I remember our ride home after Rick received the official diagnosis of Stage 4 pancreatic cancer on November 21st. He remarked he never saw cancer coming as he did not know of any family member having cancer. I commented that with his Dad having a heart attack in his 50s and passing from Alzheimer’s in his late 80s and his Mom having Dementia had he ever thought about how he might pass? (I used to travel on business when I was a single mom so every time I would be driving to the airport I always thought about ‘what would happen if …’).
My wonderful husband replied that he thought maybe he would ‘eat it’ in a mountain biking accident (we went through many fire drills from spills!) but he was “kind of hoping to die in my 80s from Alzheimer’s and have the sweet ride your Mom has with you”. If I hadn’t been behind the wheel in traffic I would have pulled over and hugged him so hard! I thanked him for the compliment, I was so touched!
I also said to Rick that with an accident or heart attack there would be no warning and with Alz/Dementia a person may think they had more time to wrap things up but then forget about those important topics the next day. I commented that with a Stage 4 cancer diagnosis at least his next chapters could be intentional as far as how he spent his time. Rick began talking about our sons, of how we would be sharing the news with them and with his family. And then he rested while I drove. Just outside of town he asked to stop at Macy’s to buy new bed pillows. Rick was forever buying new pillows, stockpiling them in our attic before I could see them. But at that moment I heard in my head “Let him have anything he wants!”.
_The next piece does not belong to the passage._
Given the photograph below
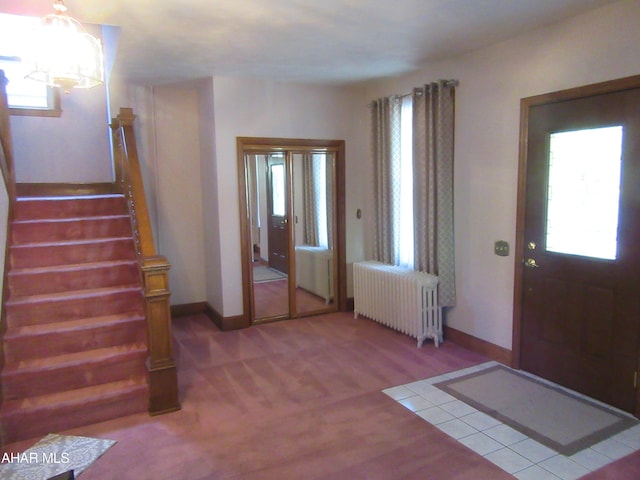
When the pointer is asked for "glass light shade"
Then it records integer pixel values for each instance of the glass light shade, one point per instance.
(64, 55)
It was surreal walking around Macy’s. While Rick was seemingly on a mission to find the bedding department I was seeing the housewares Christmas gift displays as artifacts of consumerism, while a voice in my head was screaming “HE HAS STAGE 4 CANCER!!”. As I followed Rick squeezing pillows as if he were shopping for ripe peaches it seemed like he wanted to be doing something normal. It made me want to do a normal thing with him, too. Since I was already holding one of his pillow choices after 20 seconds I quietly said: “Pillow Fight” and we did have a subdued pillow fight in Macy’s. We used to be really goofy that way. But in the last 90 minutes our world had changed.

This picture was December 26, 2019 at the Infusion Clinic for Rick’s 3rd chemo treatment. Rick had not gone public with his cancer diagnosis, so this picture was just for us. I remember feeling extremely close, like we were attached. We were still so optimistic because his cancer markers had come down after 2 treatments. Rick, who had never spent time in a hospital before in his whole adult life had already gone through so many complications & procedures in the last 35 days, all with great courage & humor. I see those qualities in this picture.
I know I have never felt so focused in my entire life as I was in those 3+months and I treasured every time Rick would say “I feel like I have my life back” when we had our last weekend adventures or he could still enjoy time with his nerd buddies. I would have moved Heaven and Earth if he would have asked- even if it was to do something insanely normal.